Optimizing matrix multiplication for GPU

How would you do that? I tried the following

    bsz = te.var('bsz')
    d1 = te.var('d1')
    d2 = te.var('d2')
    d3 = te.var('d3')
    A = te.placeholder((bsz, d1, d3), name='A', dtype='float32')  # first tensor
    B = te.placeholder((bsz, d2, d3), name='B', dtype='float32')  # second tensor
    R = topi.nn.batch_matmul(A, B)
    with tvm.target.cuda():
        s = topi.cuda.schedule_reduce(R)

but got

Traceback (most recent call last):

  File "scripts/band_mm_minimal.py", line 94, in <module>
    mm_fun_topi = _compile_function_topi()
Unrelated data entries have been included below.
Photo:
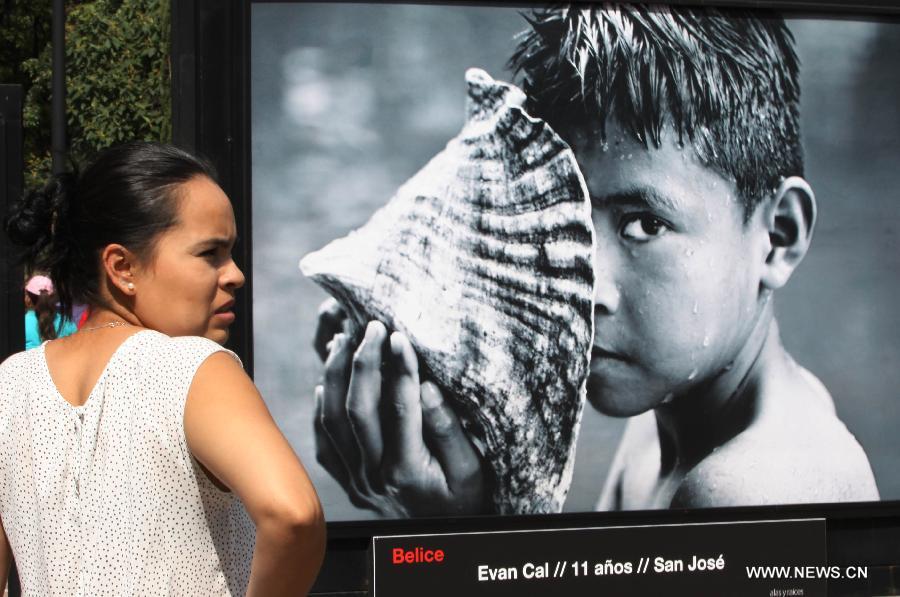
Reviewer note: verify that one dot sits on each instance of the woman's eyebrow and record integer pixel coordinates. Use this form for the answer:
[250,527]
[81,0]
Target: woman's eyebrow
[215,241]
[639,197]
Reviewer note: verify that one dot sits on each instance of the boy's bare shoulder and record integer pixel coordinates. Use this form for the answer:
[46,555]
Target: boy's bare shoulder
[799,453]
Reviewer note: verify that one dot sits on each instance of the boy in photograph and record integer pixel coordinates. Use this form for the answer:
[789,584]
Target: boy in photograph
[685,124]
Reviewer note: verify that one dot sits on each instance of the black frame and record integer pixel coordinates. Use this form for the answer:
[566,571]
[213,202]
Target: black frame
[211,113]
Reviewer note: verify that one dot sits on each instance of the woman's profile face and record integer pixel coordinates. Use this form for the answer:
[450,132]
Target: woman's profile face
[187,287]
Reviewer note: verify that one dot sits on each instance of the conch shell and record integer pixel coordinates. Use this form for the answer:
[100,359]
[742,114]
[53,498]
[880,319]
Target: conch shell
[484,260]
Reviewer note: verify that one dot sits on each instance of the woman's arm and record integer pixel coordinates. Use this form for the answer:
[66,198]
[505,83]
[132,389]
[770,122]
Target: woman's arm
[230,431]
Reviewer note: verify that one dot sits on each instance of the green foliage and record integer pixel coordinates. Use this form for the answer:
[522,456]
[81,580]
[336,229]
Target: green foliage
[118,75]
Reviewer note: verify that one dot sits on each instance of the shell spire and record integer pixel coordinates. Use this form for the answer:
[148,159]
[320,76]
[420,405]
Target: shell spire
[484,259]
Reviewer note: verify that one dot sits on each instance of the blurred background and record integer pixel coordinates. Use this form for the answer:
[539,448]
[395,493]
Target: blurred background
[349,100]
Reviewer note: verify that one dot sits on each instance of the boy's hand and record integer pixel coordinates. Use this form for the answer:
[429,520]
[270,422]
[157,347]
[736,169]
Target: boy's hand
[393,444]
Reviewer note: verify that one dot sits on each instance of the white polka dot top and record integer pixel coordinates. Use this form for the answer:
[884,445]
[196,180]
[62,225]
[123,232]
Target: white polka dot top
[105,498]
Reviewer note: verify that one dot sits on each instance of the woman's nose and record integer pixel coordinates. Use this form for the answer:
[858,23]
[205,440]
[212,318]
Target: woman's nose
[233,276]
[606,291]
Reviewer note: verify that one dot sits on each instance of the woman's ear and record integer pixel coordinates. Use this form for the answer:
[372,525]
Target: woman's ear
[120,265]
[790,220]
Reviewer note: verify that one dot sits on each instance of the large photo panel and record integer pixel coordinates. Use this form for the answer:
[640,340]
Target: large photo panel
[350,101]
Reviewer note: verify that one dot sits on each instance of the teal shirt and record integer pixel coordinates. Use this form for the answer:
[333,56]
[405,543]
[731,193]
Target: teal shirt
[64,327]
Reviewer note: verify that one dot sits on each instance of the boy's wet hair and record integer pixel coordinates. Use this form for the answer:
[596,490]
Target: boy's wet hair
[726,82]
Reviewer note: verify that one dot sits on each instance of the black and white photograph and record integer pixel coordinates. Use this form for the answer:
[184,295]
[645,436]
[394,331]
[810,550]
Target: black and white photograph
[530,260]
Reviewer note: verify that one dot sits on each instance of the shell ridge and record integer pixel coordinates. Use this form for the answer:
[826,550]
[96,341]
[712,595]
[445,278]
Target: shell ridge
[484,258]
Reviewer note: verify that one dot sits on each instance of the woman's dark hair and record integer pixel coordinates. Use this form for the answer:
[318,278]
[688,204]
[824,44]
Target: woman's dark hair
[127,195]
[45,310]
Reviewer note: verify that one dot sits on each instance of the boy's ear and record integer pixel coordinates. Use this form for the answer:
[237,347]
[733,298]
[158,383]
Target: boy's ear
[790,220]
[120,266]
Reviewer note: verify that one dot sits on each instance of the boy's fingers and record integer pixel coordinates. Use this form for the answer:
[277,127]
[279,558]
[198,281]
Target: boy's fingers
[333,418]
[448,442]
[364,397]
[330,322]
[331,461]
[403,444]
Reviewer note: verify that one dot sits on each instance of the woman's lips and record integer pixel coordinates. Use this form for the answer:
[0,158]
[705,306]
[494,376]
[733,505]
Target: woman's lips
[224,316]
[224,313]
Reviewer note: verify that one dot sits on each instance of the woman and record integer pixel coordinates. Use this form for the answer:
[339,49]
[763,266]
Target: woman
[128,448]
[42,322]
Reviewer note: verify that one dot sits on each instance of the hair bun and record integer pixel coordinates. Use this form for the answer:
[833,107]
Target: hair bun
[33,221]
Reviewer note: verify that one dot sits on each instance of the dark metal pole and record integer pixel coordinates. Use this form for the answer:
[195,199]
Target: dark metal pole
[58,133]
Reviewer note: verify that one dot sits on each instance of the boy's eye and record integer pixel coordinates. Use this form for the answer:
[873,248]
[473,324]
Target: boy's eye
[642,227]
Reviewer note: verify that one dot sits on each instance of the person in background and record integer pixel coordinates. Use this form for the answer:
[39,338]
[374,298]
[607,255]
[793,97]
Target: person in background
[136,455]
[42,321]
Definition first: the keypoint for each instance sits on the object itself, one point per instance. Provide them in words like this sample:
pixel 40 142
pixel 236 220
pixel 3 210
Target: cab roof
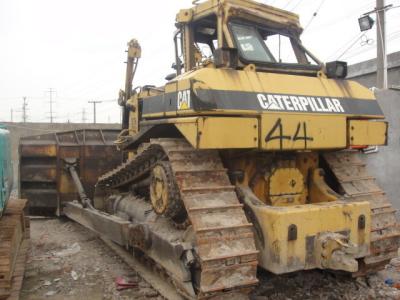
pixel 242 9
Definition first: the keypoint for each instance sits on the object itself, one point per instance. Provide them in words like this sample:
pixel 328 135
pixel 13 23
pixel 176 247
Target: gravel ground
pixel 69 262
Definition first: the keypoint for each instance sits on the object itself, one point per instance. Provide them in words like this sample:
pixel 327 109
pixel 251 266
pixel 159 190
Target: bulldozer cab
pixel 238 34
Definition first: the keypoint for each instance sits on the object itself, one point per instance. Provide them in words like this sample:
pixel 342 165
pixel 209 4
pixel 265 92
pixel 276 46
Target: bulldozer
pixel 248 157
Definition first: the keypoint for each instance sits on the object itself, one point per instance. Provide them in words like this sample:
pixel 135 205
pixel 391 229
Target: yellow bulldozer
pixel 248 157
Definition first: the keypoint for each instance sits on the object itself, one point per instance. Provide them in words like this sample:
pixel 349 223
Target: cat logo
pixel 268 103
pixel 183 100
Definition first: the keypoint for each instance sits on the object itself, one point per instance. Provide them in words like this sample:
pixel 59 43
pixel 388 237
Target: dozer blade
pixel 46 183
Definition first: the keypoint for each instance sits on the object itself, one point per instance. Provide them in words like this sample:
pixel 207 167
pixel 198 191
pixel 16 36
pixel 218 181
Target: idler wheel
pixel 164 194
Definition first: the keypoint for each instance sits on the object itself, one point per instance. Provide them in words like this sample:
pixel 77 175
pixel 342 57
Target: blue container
pixel 6 170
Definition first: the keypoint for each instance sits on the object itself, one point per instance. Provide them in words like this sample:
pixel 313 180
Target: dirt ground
pixel 69 262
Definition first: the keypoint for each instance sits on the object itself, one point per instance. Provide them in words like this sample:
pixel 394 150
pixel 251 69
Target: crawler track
pixel 225 248
pixel 357 184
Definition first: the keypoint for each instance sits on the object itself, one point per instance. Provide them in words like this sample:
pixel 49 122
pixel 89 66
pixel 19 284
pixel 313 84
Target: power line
pixel 84 115
pixel 351 46
pixel 314 15
pixel 24 105
pixel 94 109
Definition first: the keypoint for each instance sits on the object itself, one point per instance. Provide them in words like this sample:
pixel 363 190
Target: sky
pixel 77 48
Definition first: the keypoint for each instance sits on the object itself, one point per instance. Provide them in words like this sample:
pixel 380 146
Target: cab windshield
pixel 264 46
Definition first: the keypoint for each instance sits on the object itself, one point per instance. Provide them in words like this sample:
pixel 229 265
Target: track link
pixel 224 238
pixel 358 185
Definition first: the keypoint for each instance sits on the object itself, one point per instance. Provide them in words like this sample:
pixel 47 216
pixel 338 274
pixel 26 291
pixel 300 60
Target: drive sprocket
pixel 164 194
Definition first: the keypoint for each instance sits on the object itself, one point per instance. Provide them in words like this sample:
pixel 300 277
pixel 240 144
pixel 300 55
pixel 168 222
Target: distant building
pixel 365 72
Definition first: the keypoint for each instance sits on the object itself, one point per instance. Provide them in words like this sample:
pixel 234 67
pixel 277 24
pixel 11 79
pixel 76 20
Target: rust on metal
pixel 45 181
pixel 224 238
pixel 357 184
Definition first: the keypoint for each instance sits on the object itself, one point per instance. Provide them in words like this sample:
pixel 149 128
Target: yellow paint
pixel 220 132
pixel 367 133
pixel 313 132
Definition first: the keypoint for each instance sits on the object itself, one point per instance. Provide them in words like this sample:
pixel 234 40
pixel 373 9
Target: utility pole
pixel 51 91
pixel 84 115
pixel 381 59
pixel 94 109
pixel 24 105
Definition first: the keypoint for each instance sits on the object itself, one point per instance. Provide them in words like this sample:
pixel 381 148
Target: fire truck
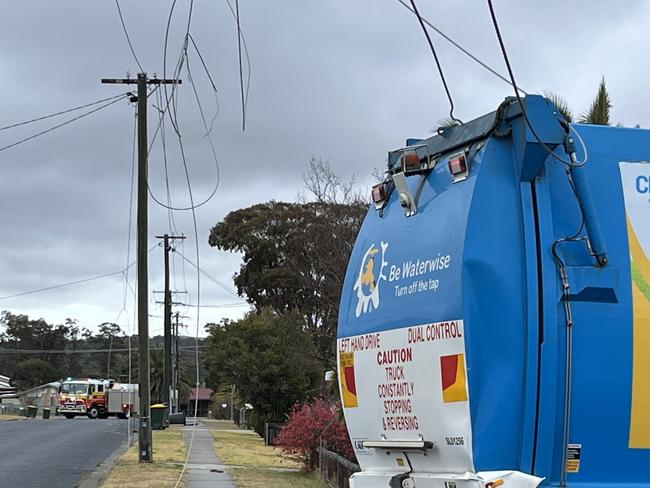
pixel 97 398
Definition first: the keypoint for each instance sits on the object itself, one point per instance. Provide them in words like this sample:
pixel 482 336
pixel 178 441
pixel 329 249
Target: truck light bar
pixel 399 445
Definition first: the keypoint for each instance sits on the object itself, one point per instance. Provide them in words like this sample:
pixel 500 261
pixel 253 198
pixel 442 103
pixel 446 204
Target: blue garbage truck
pixel 494 326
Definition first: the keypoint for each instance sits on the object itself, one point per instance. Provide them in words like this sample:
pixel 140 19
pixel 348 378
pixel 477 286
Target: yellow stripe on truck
pixel 640 416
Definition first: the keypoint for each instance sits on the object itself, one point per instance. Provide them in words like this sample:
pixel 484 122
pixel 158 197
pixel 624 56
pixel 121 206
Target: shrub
pixel 310 423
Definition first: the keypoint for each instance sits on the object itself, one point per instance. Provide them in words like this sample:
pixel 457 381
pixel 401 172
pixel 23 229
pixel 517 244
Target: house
pixel 6 390
pixel 204 397
pixel 43 396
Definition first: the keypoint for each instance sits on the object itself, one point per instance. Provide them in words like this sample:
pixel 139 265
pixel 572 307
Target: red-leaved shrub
pixel 308 425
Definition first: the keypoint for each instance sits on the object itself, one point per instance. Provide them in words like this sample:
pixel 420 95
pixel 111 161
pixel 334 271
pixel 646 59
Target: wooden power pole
pixel 167 370
pixel 144 432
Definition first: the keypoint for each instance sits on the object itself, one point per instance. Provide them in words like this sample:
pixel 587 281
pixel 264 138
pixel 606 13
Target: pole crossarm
pixel 134 81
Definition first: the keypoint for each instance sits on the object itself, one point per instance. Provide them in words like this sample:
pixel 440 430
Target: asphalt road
pixel 56 453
  File "scripts/band_mm_minimal.py", line 63, in _compile_function_topi
    s = topi.cuda.schedule_reduce(R)

  File "/usr/tvm/topi/python/topi/cuda/reduction.py", line 147, in schedule_reduce
    traverse_after_reduce(outs[0].op)

  File "/usr/tvm/topi/python/topi/cuda/reduction.py", line 143, in traverse_after_reduce
    raise RuntimeError("Unsupported operator: %s" % operator.tag)

RuntimeError: Unsupported operator: batch_matmul

Which schedule should I use?